I recalled that frisson of resignation and resentment while reading through his past medical records before our first encounter – thinking that it would be yet another futile effort.
I also remember feeling relieved that I could refer him to a colleague with specialist expertise in addiction. I felt that I did not quite have what it took – in terms of knowledge, experience, and inclination to manage patients with substance use disorders.
I was chastened by his suicide, and it was cold comfort to read studies showing that negative attitudes vary with the level of clinical training. Addiction specialists tend to hold more positive attitudes than general psychiatrists like myself or primary care physicians.
It suggests some sort of connection between professionals’ knowledge and skills and their attitudes, highlighting the critical role of what these papers referred to as “self-efficacy” in shaping professional behaviour.

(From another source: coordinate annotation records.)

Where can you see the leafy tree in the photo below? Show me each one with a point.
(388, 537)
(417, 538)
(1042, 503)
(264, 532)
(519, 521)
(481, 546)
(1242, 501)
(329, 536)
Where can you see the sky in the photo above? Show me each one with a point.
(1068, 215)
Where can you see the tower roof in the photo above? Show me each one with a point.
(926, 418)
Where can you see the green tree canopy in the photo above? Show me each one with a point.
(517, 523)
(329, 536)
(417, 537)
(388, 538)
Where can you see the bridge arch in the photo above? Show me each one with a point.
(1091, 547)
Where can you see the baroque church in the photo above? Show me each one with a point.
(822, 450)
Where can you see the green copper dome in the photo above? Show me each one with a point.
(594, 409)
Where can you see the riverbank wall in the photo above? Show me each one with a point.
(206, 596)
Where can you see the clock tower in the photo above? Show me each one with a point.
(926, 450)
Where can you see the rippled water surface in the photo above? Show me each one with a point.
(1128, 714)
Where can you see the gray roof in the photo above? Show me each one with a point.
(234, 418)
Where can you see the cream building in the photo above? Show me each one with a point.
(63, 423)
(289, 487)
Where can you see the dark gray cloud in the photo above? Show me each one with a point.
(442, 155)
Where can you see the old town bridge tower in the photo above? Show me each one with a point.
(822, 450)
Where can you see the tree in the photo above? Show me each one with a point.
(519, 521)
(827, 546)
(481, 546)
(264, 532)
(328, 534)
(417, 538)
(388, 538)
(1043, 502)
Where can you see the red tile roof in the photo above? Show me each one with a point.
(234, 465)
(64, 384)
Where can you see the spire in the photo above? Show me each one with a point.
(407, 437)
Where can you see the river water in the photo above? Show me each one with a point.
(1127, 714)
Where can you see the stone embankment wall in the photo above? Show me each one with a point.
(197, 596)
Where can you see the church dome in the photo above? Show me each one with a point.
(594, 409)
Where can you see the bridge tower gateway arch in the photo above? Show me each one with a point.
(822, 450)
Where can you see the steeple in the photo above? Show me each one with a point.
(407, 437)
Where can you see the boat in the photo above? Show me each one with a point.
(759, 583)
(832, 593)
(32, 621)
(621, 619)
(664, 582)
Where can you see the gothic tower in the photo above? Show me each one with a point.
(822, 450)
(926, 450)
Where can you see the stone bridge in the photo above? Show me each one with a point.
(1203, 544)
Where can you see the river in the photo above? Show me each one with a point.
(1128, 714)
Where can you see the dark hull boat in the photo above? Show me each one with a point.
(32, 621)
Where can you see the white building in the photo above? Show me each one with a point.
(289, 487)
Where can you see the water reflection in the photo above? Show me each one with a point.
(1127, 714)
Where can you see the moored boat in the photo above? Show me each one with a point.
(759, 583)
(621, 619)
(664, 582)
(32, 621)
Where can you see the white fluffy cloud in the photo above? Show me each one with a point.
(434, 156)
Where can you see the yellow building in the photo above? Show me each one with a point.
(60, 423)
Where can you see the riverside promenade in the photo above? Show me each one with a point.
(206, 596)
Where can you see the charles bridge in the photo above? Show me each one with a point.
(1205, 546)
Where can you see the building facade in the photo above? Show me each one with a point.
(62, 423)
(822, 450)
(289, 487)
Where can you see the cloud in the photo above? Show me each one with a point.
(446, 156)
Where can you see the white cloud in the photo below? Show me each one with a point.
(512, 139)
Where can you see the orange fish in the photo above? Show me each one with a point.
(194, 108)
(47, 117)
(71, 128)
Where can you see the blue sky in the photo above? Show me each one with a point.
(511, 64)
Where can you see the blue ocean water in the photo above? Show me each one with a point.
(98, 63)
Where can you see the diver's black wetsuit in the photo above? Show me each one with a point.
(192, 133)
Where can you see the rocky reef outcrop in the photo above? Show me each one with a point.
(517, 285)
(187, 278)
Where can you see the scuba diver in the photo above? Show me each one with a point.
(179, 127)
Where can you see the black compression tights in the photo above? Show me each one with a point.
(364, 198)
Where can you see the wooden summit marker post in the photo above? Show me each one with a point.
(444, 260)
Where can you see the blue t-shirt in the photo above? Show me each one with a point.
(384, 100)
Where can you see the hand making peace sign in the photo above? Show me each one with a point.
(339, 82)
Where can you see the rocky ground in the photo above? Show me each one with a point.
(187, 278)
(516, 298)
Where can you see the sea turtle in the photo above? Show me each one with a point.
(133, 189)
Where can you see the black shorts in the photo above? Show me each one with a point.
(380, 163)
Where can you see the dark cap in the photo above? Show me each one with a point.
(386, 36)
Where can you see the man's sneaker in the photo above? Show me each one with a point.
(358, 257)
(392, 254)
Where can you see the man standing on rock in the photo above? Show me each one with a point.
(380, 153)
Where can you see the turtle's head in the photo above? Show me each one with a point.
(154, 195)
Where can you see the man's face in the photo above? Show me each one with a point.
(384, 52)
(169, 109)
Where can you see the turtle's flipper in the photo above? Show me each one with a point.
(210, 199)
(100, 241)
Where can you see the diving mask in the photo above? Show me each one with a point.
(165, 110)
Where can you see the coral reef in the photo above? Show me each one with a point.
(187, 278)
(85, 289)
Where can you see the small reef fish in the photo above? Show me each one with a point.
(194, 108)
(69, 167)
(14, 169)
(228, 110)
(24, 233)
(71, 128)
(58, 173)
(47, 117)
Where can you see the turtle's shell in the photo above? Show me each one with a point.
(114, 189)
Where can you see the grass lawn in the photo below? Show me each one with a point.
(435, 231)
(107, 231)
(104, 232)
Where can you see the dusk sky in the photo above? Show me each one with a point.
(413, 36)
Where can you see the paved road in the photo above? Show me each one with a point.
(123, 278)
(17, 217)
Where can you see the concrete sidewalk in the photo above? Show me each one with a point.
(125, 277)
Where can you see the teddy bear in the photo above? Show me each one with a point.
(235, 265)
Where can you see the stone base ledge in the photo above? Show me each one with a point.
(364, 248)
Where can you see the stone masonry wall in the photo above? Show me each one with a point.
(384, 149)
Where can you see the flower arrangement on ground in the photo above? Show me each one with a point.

And so, despite the wide range of evidence-based treatments available for addiction – from detoxification and transitional housing, to inpatient and outpatient rehabilitation, peer support, various forms of psychotherapy and counselling, and a number of effective medications – recent research has shown that most of these treatments remain underused.
Many people have a simplistic view of addiction. They think it happens only to dysfunctional people from dysfunctional families, or with those with “weak character” with anti-social tendencies. In reality, addiction affects people of all races, genders and segments of society. There is no single cause or single cure for addiction, and no easy, unambiguous answers to the many conundrums of addiction.
Yet there are those who have managed to turn their lives around. How they manage to do so often seems a mystery to me.
But I’ve seen that some people can change when they are faced with dire consequences – often when they hit rock bottom – but also when they have hope and support that change is possible.
As health professionals, we must provide some of that hope and support, tempered with a compassionate attitude as expected of us. More addiction training and greater clinical experience in this area would certainly help.
What may be harder, however, is learning to confront and overcome our biases, and to truly see the humanity in those struggling with addiction. If we allow those biases to persist unchecked, they will cloud our understanding and distance us from the very people who need our help.
Professor Chong Siow Ann is a senior consultant psychiatrist at the Institute of Mental Health.